Namun, setelah Republik Indonesia kokoh berdiri, berbagai agenda politik dan kepentingan merasuki lembaga intelijen. Saat itu mulai muncul juga istilah ”intel Melayu”.

Sejarawan Bonnie Triyana mengatakan, Kolonel Zulkifli Lubis dengan lembaga Badan Rahasia Negara Indonesia (Brani) berjibaku mencari kertas untuk penerbitan media dan propaganda kontra Belanda semasa perang kemerdekaan RI.

”Bahkan, kertas untuk koran Merdeka pimpinan BM Diah dipasok lembaga intelijen kita. Semua dikerjakan tanpa pamrih untuk membuktikan Indonesia masih eksis seiring dengan perjuangan para diplomat Indonesia di New York dan penjuru dunia lain,” kata Bonnie.

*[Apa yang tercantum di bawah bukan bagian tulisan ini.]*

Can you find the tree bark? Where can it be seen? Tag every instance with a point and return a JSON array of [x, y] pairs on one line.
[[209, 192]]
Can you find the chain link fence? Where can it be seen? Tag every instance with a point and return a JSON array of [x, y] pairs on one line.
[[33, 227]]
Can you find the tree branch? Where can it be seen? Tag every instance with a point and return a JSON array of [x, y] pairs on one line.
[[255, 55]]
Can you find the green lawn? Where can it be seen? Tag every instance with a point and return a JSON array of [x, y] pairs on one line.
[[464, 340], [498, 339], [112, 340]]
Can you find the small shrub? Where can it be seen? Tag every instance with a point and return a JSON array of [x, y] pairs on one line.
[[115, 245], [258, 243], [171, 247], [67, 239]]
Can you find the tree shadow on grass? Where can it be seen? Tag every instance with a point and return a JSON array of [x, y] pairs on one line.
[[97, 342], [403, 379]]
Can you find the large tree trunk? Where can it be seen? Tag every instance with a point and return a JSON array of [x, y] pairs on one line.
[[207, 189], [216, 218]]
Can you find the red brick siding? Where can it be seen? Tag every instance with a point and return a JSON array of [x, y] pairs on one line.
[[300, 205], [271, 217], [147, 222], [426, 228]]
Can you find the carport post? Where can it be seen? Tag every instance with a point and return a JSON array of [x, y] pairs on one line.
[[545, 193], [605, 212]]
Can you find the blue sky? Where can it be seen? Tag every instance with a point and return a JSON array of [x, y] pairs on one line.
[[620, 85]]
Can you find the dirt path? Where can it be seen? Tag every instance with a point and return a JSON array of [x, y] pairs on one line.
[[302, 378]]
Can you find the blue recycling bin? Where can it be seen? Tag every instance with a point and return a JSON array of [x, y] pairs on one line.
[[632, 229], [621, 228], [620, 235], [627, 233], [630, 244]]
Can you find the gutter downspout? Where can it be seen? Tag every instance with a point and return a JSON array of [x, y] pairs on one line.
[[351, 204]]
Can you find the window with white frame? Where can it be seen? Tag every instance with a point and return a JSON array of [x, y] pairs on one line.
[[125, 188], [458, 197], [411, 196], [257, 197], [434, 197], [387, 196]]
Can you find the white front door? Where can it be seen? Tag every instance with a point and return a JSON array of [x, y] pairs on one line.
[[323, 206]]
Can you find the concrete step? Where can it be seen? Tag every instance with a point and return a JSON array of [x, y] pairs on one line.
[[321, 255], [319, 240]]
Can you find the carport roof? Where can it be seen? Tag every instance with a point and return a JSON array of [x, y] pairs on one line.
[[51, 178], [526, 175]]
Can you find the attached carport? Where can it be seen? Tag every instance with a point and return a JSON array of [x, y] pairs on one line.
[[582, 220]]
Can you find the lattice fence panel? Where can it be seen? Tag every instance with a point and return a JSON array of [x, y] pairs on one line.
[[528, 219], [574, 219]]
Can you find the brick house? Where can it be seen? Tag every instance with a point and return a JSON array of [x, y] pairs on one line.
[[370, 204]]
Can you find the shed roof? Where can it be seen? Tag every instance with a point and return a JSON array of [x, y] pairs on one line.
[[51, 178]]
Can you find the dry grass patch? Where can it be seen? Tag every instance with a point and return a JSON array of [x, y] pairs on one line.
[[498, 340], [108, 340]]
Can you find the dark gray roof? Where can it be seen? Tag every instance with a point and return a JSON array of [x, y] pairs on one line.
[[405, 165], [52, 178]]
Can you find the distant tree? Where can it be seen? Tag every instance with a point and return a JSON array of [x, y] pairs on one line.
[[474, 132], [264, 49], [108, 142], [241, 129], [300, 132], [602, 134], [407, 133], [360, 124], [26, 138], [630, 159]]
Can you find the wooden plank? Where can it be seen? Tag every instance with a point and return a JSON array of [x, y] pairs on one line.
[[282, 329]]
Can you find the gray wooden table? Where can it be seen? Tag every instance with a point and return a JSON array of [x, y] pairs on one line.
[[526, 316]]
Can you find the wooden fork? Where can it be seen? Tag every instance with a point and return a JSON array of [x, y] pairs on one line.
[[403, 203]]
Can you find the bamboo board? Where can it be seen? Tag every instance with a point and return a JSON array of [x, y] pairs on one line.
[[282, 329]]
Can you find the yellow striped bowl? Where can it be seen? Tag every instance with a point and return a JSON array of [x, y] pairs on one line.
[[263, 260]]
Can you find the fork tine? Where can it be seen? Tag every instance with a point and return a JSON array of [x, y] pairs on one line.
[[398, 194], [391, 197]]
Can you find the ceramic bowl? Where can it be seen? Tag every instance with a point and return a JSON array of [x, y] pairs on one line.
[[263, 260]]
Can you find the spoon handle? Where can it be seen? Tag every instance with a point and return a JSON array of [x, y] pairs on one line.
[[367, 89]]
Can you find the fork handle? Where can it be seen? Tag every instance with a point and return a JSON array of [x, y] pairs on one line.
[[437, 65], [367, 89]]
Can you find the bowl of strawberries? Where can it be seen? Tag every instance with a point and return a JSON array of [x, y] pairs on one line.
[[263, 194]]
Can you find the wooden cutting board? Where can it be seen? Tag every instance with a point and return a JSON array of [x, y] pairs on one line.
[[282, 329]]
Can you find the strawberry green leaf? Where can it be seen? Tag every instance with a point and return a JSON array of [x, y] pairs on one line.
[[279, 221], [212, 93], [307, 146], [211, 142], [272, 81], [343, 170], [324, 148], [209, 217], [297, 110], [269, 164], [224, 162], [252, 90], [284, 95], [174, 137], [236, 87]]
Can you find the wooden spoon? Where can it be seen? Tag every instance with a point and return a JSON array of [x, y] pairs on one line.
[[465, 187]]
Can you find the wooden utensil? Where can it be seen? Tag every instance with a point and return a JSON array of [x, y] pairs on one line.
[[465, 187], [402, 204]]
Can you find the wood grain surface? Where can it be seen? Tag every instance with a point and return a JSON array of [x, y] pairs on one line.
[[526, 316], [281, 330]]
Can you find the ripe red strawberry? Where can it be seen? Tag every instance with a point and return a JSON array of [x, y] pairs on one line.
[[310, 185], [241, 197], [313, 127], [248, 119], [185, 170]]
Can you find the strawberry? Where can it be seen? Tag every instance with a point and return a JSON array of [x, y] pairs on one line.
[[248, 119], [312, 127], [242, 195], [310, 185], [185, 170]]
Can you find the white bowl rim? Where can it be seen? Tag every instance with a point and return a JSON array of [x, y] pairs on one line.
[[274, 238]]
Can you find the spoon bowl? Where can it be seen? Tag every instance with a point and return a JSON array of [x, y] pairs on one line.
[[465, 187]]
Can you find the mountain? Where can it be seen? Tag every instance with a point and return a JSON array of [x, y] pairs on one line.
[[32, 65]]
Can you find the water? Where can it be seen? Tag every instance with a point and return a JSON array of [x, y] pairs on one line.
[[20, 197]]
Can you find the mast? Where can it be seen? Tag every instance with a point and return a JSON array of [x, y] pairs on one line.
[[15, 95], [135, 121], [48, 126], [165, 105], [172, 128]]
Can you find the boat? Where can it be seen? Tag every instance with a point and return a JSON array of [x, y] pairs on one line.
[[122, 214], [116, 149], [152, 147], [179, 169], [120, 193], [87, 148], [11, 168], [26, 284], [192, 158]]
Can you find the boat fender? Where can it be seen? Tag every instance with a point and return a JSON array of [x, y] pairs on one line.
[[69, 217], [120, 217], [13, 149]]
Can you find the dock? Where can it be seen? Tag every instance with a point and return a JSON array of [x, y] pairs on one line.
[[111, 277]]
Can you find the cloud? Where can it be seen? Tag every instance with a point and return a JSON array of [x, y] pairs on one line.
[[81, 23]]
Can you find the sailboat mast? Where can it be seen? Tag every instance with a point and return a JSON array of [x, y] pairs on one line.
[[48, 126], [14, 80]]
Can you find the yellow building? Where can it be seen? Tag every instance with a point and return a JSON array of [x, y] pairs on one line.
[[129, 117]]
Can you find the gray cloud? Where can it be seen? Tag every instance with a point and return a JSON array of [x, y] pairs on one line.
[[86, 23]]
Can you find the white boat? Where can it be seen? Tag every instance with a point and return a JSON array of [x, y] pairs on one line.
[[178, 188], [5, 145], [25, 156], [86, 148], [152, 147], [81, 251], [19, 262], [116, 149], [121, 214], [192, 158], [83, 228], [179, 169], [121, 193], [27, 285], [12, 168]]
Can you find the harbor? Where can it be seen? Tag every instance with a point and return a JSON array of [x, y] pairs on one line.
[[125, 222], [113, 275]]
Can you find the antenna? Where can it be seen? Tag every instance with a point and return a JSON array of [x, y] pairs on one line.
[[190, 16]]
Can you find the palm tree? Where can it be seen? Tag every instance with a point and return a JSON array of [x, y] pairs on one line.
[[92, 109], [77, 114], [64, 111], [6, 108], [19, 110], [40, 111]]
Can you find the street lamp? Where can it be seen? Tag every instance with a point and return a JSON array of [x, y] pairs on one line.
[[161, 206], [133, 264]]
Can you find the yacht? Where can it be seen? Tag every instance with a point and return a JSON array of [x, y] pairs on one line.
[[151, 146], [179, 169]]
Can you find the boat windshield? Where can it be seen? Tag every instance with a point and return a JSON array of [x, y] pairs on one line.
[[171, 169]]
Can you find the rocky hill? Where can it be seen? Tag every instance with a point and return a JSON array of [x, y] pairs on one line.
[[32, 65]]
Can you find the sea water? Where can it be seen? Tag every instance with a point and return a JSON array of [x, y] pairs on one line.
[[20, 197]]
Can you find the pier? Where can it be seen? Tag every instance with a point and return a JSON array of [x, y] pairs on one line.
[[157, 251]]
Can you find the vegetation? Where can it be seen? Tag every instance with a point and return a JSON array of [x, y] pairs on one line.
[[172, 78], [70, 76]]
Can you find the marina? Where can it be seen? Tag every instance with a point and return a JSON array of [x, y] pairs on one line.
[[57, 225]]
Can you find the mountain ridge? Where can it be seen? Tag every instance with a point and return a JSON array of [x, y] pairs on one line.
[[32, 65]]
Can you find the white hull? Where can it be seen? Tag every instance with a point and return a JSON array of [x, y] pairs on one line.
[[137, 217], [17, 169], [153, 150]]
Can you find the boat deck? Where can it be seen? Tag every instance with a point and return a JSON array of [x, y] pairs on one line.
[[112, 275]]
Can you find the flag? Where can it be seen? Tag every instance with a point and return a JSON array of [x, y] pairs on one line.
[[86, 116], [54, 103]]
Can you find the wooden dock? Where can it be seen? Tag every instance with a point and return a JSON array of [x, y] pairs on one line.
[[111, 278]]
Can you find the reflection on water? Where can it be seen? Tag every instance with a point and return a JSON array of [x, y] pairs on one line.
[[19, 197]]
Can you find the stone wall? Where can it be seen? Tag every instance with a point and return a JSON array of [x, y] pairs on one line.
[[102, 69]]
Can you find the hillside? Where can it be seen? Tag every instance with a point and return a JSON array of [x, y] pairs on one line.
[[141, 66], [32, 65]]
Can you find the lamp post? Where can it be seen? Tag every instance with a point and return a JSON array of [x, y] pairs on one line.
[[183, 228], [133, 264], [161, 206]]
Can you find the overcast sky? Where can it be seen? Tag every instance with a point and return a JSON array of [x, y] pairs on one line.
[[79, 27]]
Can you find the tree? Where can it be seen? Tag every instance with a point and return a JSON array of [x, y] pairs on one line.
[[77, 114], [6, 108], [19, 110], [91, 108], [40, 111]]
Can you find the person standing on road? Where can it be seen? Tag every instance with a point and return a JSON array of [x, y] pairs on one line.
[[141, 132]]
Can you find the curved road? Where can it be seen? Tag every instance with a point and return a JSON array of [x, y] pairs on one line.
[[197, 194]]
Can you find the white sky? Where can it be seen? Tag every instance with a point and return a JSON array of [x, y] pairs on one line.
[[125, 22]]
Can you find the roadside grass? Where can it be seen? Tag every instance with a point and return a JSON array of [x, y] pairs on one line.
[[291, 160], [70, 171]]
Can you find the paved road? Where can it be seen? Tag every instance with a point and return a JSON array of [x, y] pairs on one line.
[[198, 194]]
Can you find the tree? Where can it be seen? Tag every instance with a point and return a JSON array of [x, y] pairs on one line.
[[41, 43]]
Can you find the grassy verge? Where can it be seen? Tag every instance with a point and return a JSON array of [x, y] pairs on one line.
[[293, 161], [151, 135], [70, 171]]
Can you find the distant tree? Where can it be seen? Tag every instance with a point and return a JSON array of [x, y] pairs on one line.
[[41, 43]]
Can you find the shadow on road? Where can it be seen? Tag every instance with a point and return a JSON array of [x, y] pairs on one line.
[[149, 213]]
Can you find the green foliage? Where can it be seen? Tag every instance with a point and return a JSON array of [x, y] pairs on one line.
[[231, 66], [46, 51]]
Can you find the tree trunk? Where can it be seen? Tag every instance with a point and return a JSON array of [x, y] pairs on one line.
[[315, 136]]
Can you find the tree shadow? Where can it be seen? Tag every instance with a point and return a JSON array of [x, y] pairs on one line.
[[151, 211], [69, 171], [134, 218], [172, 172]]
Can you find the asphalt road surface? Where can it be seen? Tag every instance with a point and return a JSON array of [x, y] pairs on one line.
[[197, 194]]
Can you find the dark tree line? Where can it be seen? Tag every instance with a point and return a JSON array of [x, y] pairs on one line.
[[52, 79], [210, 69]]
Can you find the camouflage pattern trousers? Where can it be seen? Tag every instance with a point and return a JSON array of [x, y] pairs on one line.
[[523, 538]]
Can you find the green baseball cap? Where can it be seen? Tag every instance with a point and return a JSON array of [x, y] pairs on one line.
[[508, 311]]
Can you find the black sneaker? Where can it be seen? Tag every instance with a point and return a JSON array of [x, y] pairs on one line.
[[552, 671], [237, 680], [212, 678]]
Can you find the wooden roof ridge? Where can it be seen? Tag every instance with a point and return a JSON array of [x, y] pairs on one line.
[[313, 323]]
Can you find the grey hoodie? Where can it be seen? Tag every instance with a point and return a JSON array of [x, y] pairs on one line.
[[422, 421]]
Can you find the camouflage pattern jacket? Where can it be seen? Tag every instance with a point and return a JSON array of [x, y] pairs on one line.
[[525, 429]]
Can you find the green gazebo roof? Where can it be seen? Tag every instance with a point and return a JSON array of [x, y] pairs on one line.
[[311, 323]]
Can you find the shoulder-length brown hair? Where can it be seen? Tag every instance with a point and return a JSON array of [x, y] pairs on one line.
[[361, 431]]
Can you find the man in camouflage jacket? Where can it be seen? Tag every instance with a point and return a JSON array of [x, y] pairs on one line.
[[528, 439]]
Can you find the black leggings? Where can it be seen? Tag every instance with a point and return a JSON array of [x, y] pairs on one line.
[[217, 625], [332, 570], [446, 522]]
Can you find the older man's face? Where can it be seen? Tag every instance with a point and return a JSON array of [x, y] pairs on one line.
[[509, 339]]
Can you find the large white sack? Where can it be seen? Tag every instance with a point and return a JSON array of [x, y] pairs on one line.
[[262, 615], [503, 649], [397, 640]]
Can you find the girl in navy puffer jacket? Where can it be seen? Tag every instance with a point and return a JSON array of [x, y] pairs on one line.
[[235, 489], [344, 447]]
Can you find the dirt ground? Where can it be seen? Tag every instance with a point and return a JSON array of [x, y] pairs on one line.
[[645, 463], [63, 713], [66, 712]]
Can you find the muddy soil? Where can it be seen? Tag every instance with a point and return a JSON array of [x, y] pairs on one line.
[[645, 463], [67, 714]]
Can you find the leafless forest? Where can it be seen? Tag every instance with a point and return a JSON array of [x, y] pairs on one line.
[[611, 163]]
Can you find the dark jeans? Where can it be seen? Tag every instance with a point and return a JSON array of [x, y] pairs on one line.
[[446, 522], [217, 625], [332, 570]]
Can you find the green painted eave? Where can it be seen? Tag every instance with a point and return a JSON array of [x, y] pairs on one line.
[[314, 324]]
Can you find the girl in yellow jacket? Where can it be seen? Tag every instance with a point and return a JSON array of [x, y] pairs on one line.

Namun, lanjutnya, masalah mulai timbul seusai pengakuan kedaulatan Indonesia oleh Belanda pada Desember 1949. Saat itu, faksi-faksi politik Indonesia tidak lagi memiliki musuh bersama. Seperti diungkapkan Peter Kasenda dalam buku berjudul Kolonel Misterius di Balik Pergolakan TNI AD, saat itu, kelompok intelijen-militer mulai bermain dalam pelbagai petualangan. Hal itu mulai dari peristiwa Oktober 1952 ketika Angkatan Darat mengepung Istana, PRRI/Permesta, hingga upaya pembunuhan terhadap Bung Karno di Cikini yang dituding terkait dengan Zulkifli Lubis.

Pada 1952-1958, matra militer dan kepolisian masing-masing memiliki lembaga intelijen sendiri dan tidak ada lembaga yang menjalankan koordinasi fungsi intelijen. Untuk mengatasi hal ini, tahun 1958, dibentuk Badan Koordinasi Intelijen (BKI). Soebandrio lalu mengubah BKI menjadi Biro Pusat Intelijen (BPI) sekaligus memimpin lembaga itu.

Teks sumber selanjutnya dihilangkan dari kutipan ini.